Certain recommendations deriving from Life Resource Planning may result in the sale of a single premium immediate annuity or setting up a Medicaid funeral trust which often involves a guaranteed issue life insurance policy. However, specific types of insurance policies are not identified in the planning recommendation process. For example, the planning report might include a recommendation for converting assets into a guaranteed income flow. Perhaps a SPIA is one way to accomplish this or perhaps there is another way to do it. A recommendation for a Medicaid funeral trust is just that. There is no mention of insurance products because there other ways to do this without involving insurance. The use of any specific insurance products to provide solutions is done as a separate activity by the planner who after completion of the planning puts on an "insurance hat" different from that of his or her "planner hat."
What to Do If a Planning Fee Is Involved
If a planning fee is involved, a Life Resource Survey or a Life Resource Analysis should always involve a letter of agreement between the planner and the client. This agreement should spell out what the planner is allowed to recommend and what the planner is not allowed to recommend. For example, if the planner is not an attorney and not licensed for investment advice, the agreement spells out that no legal or investment advice will be given. In addition the agreement specifies that no products or services will be solicited when presenting the planning report. The agreement should allow that there is the possibility for the purchase of services or products as part of a separate activity that is not part of the planning process.

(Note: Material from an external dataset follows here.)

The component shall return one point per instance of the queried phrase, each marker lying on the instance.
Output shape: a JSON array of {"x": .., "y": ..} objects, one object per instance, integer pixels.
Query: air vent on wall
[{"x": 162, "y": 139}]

The agreement should also point out out that any such discussions for products or services are not part of the fee for the plan or the presentation of the plan and would occur as separate activities. If any solicitation occurs after the planning is complete, all issues as to fees or commissions and practices associated with these services should be disclosed. The client should also be notified that he or she has no obligation to purchase the services or products from the planner.
Even though there is careful attention to disclosure and avoiding conflicts of interest – which could turn the client away – seldom do clients seek out anyone else to help them with product or service solutions to the problems uncovered in the plan. The planner is always involved in structuring solutions if the planner wants to be involved.
Disclaimer for Legal Advice
Information in this article pertaining to the charging of fees is not intended as legal advice. We have pointed out some issues relating to the legality of charging fees and receiving a commission from the sale of insurance products. Our interpretations are our own. Do not use this information as authority on which to base your practice. You should find out for yourself whether your practice using Life Resource Planning meets the insurance rules in your state. We take no responsibility if you should encounter any pushback from your state by combining fee-based planning and making insurance sales for commissions.